To begin, it is helpful to provide some context by explaining what the RBA is and what it does.
The RBA is Australia’s central bank and it is responsible for establishing monetary policy that ensures a stable, healthy economy and maintains our strong financial system.
It does this by setting a cash rate, which is the interest rate at which Australian banks can borrow from the Reserve Bank and other institutional lenders, and it acts as a benchmark rate for the rest of the country.
Except in January, the RBA Board meets on the first Tuesday of every month to decide whether to lift, drop or hold the cash rate, and any moves are done in 0.25% increments.
The RBA's decision in influenced by various economic factors including consumer confidence, business confidence, the property market, and the performance of the Australian dollar.

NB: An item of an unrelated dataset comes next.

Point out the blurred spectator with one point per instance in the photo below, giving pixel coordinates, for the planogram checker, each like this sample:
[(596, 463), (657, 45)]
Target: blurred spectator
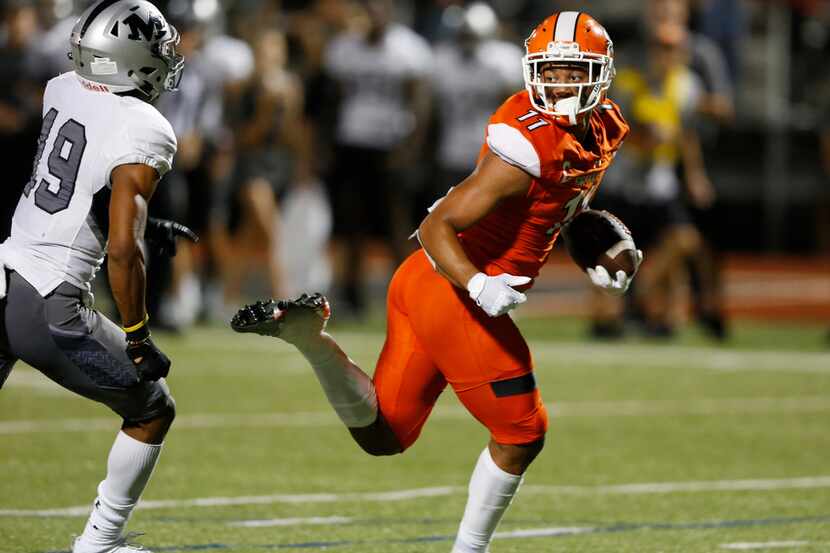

The RBA’s cash rate sets the interest rate that one institution charges another to borrow money and this “base rate” has a direct impact on how much interest banks charge their customers on their loan products.

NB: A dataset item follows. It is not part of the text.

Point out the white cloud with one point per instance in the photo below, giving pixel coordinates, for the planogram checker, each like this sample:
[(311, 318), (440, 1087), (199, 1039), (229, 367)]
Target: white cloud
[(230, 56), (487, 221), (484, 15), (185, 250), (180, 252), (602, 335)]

When the cash rate is low, like it is currently, the interest rate on your mortgage will feel more affordable, as you are paying less interest each month on the money you have borrowed.

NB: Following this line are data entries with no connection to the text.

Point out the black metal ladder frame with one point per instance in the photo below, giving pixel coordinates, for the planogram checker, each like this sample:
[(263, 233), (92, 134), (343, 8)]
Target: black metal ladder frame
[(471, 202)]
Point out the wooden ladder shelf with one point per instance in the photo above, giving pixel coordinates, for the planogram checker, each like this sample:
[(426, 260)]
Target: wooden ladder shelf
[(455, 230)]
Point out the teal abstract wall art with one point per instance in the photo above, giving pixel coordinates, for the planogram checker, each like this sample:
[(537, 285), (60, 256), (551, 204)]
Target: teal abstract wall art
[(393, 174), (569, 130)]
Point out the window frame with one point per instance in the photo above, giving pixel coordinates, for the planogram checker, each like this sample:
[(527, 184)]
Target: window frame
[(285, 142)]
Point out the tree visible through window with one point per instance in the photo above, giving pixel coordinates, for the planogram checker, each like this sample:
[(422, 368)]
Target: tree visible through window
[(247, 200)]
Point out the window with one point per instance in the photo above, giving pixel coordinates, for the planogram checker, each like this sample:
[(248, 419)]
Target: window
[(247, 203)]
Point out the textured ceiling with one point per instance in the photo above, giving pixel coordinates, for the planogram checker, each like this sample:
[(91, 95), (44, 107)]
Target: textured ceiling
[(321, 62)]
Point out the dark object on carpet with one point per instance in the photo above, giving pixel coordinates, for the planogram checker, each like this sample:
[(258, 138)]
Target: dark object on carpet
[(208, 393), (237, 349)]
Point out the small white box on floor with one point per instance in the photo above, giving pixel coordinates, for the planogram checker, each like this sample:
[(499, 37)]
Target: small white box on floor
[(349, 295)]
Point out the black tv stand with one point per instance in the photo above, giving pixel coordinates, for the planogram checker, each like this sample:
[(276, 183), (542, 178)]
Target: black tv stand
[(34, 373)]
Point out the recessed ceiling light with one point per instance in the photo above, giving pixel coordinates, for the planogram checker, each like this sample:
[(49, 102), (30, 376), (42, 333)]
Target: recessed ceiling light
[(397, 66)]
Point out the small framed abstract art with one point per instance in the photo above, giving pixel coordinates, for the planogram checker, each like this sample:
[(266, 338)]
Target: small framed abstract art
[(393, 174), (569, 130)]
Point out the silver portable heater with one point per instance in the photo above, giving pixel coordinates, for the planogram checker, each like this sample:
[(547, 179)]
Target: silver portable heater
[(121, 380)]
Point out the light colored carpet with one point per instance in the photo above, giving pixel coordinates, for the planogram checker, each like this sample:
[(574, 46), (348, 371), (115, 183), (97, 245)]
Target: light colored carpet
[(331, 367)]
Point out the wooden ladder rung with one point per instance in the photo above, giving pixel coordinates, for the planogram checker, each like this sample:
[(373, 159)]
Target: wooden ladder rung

On the other hand, when the cash rate is high, banks interest rates follow and the cost of borrowing money is more expensive, which often results in consumers spending less.
Whether you’re a homeowner paying off a mortgage, or you are looking to buy, keeping up with the cash rate is important as any changes mean banks’ interest rates will shift.
If interest rates are low, it may spur you to take out a mortgage and buy a property, or if you are a homeowner and you have a variable rate loan, you’ll enjoy a reduction in the amount of interest you have to repay.
When interest rates go up, mortgages become more expensive unless you have a fixed rate mortgage, in which case, you won’t be affected during the fixed rate period.